Segment Tree (Build and Range Query Operations)

What is a Segment Tree?

We use the Segment Tree data structure to efficiently answer multiple range queries on an array. It also allows us to modify the array by replacing an element or an entire range of elements in logarithmic time. In this blog, we will focus on two critical operations: building the segment tree from a given array and performing a range minimum operation on a segment tree.

Let's start with this problem: We have an array with some integers. Now, we receive multiple range queries [l, r], and the answer to each query is the minimum value from the array between the positions l and r.

Example

Suppose the input array is arr[] = [3, 6, 2, 1, 5, 10, 2, 11, 4, 8]. The following are the queries and their corresponding answers.

Range: [4, 8], Output: 2, Explanation: We need to return the minimum value from the array between indices l = 4 and r = 8. So, if we look at the subarray arr[4:8] = [5, 10, 2, 11, 4], the minimum value in this range is 2. So the answer to this query is 2.

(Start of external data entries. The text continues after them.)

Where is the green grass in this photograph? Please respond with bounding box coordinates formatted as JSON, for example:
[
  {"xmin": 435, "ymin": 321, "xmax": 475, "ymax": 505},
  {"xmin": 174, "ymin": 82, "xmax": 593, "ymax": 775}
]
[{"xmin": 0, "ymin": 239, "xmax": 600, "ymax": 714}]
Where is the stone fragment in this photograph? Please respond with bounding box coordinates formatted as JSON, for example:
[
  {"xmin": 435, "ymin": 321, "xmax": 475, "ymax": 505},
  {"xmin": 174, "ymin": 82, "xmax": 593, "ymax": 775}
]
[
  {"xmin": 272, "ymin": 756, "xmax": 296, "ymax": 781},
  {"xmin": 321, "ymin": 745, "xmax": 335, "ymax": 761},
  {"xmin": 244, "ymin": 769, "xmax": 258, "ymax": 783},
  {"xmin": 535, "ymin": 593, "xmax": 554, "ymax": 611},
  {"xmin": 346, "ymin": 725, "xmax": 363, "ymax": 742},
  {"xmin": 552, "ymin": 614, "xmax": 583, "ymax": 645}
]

Range: [1, 3], Output: 1, Explanation: Similarly, for this query, we return the minimum value from the subarray arr[1:3] = [6, 2, 1], which is 1.

Brute force solution for Range Minimum Query problem

The brute force method to solve this problem is straightforward. We iterate from index l to r in the array for each query, finding the minimum value within this range. Consequently, one query takes O(r - l) time or O(n) time in the worst case. If there are q queries, this method will take O(q * n) time in the worst case. One key insight is clear: as the number of queries increases, our code will take a significant amount of time to process all queries. So, our goal is to design a data structure that can answer each query in O(log n) time.

How does Segment Tree works?

A segment tree is a binary tree in which each node stores information about a specific range, and the nature of that information depends on the problem. In our case, each node will store the minimum value within an interval. However, segment trees can also be used to store various types of information, such as range maximum, range sum, range XOR, and more.

To build a segment tree, we use the array representation of a binary tree. If we follow 0-based indexing, for any node at index i, its children will be found at indices 2i + 1 and 2i + 2. Similarly, with 1-based indexing, the children of a node at index i will be present at indices 2i and 2i + 1. In this blog, we will follow 0-based indexing.

Suppose we are given an array arr[] with a size of n and the segment tree st[].

The root of the segment tree represents the entire range of the array from 0 to n - 1, i.e., arr[0: n-1].
Leaf nodes of st[] represent individual elements from arr[i].
Internal nodes represent an interval arr[i: j], where 0 <= i < j < n.

We then break down this interval into two half intervals. The children of the root node represent the intervals arr[0, n/2] and arr[n/2 + 1, n - 1]. Each interval is further divided into two halves, and the two children of each node represent these halves. Since the segment tree halves in each step, the height of the segment tree is O(log n), and the tree has n leaves, corresponding to the n indices in the array.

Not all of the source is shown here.